Pekan lalu, Presiden Joko Widodo akhirnya menyetujui untuk membuka keran impor beras. Syaratnya, impor beras hanya dilakukan dalam keadaan tertentu. Lahirnya kebijakan itu dimaknai sebagai tanda bahwa swasembada pangan yang terus diumbar Jokowi, tidak akan tercapai.
Ketua Lembaga Pengkajian, Penelitian dan Pengembangan Ekonomi (LP3E) Kamar Dagang dan Industri (Kadin) Indonesia, Didik J Rachbini berpandangan, Presiden Jokowi terlalu ambisius menetapkan target swasembada pangan dalam waktu 3-4 tahun kepemimpinannya. Berulang kali Jokowi mengaku malu tiap kali bertemu Presiden Vietnam selalu ditanya terkait rencana impor beras Indonesia. Padahal, menurut dia, impor bukan hal tabu untuk menjaga keamanan pangan.
Lantaran ogah melakukan impor, pemerintah justru langsung 'disikat' pedagang dengan menahan stok beras. Akibatnya, harga beras melonjak tajam beberapa waktu lalu.

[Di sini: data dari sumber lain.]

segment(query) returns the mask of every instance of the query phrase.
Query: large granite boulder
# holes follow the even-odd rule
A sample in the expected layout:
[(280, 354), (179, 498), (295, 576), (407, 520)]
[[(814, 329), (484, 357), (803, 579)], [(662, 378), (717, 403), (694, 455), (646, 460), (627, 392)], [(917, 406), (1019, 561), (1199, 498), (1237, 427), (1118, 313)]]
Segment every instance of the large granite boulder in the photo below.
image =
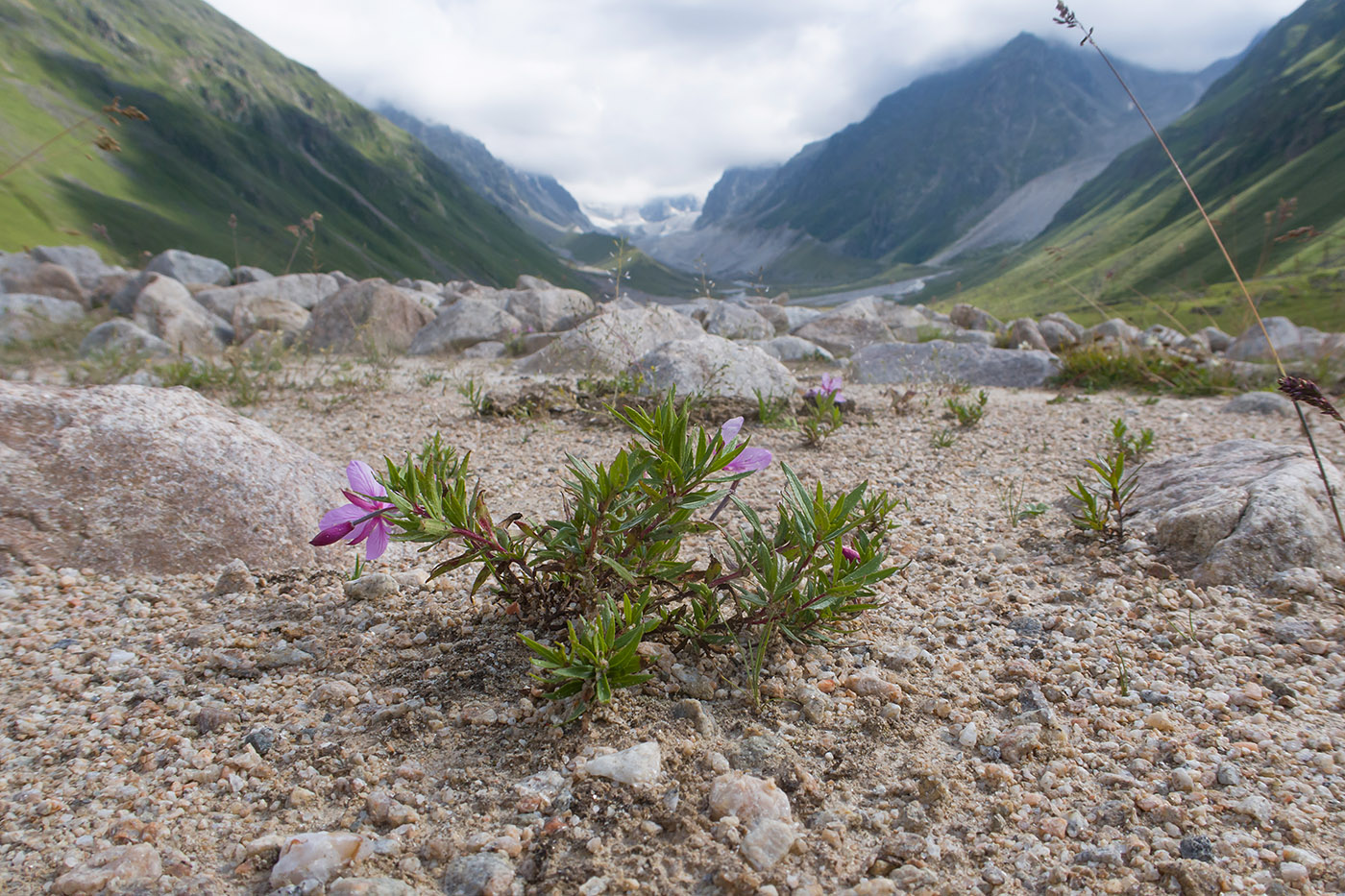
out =
[(176, 352), (152, 332), (145, 332), (124, 318), (113, 318), (89, 331), (79, 343), (79, 354), (85, 358), (98, 354), (171, 358)]
[(578, 289), (553, 287), (538, 277), (523, 274), (512, 289), (504, 291), (504, 311), (518, 318), (525, 330), (557, 332), (584, 323), (597, 305)]
[(1037, 322), (1032, 318), (1018, 318), (1009, 324), (1009, 348), (1036, 348), (1037, 351), (1050, 351), (1046, 338), (1042, 335)]
[(504, 311), (496, 301), (459, 299), (421, 327), (412, 340), (412, 354), (437, 355), (467, 348), (479, 342), (503, 343), (523, 330), (523, 322)]
[(234, 339), (239, 343), (257, 332), (299, 334), (312, 319), (301, 305), (273, 296), (247, 296), (234, 304)]
[[(1248, 327), (1228, 346), (1231, 361), (1268, 363), (1279, 354), (1280, 361), (1317, 361), (1345, 357), (1345, 334), (1321, 332), (1299, 327), (1289, 318), (1266, 318), (1266, 332), (1258, 324)], [(1270, 335), (1267, 343), (1266, 336)], [(1271, 351), (1271, 346), (1275, 351)]]
[(1111, 320), (1103, 320), (1100, 324), (1093, 324), (1092, 327), (1088, 327), (1088, 330), (1084, 330), (1079, 342), (1098, 342), (1111, 346), (1137, 346), (1139, 344), (1139, 327), (1128, 324), (1120, 318), (1112, 318)]
[(0, 346), (36, 339), (52, 326), (70, 324), (85, 316), (78, 301), (0, 293)]
[(8, 293), (51, 296), (89, 308), (89, 296), (79, 278), (61, 265), (46, 261), (12, 265), (0, 269), (0, 284)]
[(756, 346), (776, 361), (835, 361), (835, 355), (830, 351), (800, 336), (776, 336), (749, 344)]
[(178, 283), (213, 283), (218, 287), (227, 287), (230, 277), (229, 265), (218, 258), (196, 256), (182, 249), (168, 249), (160, 252), (145, 265), (147, 272), (161, 273), (172, 277)]
[(321, 457), (190, 389), (0, 382), (0, 556), (109, 574), (317, 560)]
[[(1049, 315), (1042, 315), (1041, 320), (1037, 322), (1037, 328), (1040, 330), (1041, 324), (1046, 322), (1050, 322), (1053, 324), (1060, 324), (1061, 327), (1068, 330), (1069, 335), (1075, 338), (1075, 342), (1079, 342), (1080, 339), (1084, 338), (1083, 326), (1075, 323), (1075, 319), (1067, 315), (1064, 311), (1052, 311)], [(1045, 335), (1045, 332), (1042, 335)]]
[(876, 303), (881, 299), (865, 296), (829, 311), (816, 320), (794, 331), (795, 336), (815, 342), (833, 355), (849, 357), (865, 346), (894, 342), (892, 330), (882, 322)]
[(130, 319), (174, 350), (188, 355), (218, 354), (234, 340), (234, 328), (206, 311), (187, 287), (172, 277), (152, 273), (136, 296)]
[(338, 289), (340, 285), (331, 274), (285, 274), (237, 287), (203, 289), (196, 293), (196, 301), (225, 320), (231, 320), (234, 307), (246, 299), (278, 299), (312, 311), (319, 301), (336, 295)]
[(617, 374), (674, 339), (702, 335), (701, 324), (667, 308), (617, 308), (585, 320), (518, 362), (521, 373)]
[(691, 315), (707, 334), (725, 339), (769, 339), (775, 324), (751, 308), (730, 301), (714, 301)]
[(682, 396), (753, 401), (757, 390), (771, 398), (790, 398), (795, 389), (794, 375), (771, 355), (707, 332), (666, 342), (640, 358), (635, 369), (644, 375), (644, 390), (652, 393), (675, 387)]
[(61, 265), (73, 273), (87, 292), (97, 289), (104, 277), (125, 273), (124, 268), (104, 262), (98, 252), (90, 246), (36, 246), (30, 254), (38, 261)]
[(855, 382), (966, 382), (972, 386), (1041, 386), (1060, 373), (1045, 351), (993, 348), (935, 339), (869, 346), (850, 359)]
[[(1083, 332), (1083, 328), (1080, 327), (1079, 331)], [(1037, 334), (1041, 335), (1041, 340), (1046, 343), (1046, 351), (1061, 351), (1079, 344), (1079, 336), (1076, 336), (1069, 327), (1059, 320), (1048, 320), (1042, 318), (1037, 323)]]
[(948, 320), (952, 322), (955, 327), (962, 327), (963, 330), (983, 330), (986, 332), (999, 332), (1003, 324), (989, 311), (982, 311), (975, 305), (968, 305), (960, 301), (952, 307), (948, 312)]
[[(1337, 495), (1345, 479), (1328, 460)], [(1254, 439), (1221, 441), (1146, 465), (1130, 526), (1198, 584), (1251, 584), (1275, 573), (1345, 565), (1311, 452)]]
[(317, 350), (402, 352), (434, 312), (386, 280), (363, 280), (317, 303), (304, 338)]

"Dia (Jokowi) gagah bilang tidak impor beras, akhirnya disikat pedagang. Ditahan (beras) sama pedagang, 9 hari saja sudah naik harga beras," kata Didik di Jakarta, Jumat (27/3).
Jokowi dinilai terlalu mengumbar janji seolah saat ini masih dalam kampanye pemilihan presiden. Didik juga mengkritik, pemerintahan Jokowi-JK terlalu cepat dalam mengambil keputusan.
Dia menyarankan pemerintah lebih berhati-hati mengambil keputusan dan tidak lagi 'gagah-gagahan'. Terlebih kebijakan itu langsung bersinggungan dengan pangan.
"Kita tidak usah lagi gagah-gagahan tidak impor," terangnya.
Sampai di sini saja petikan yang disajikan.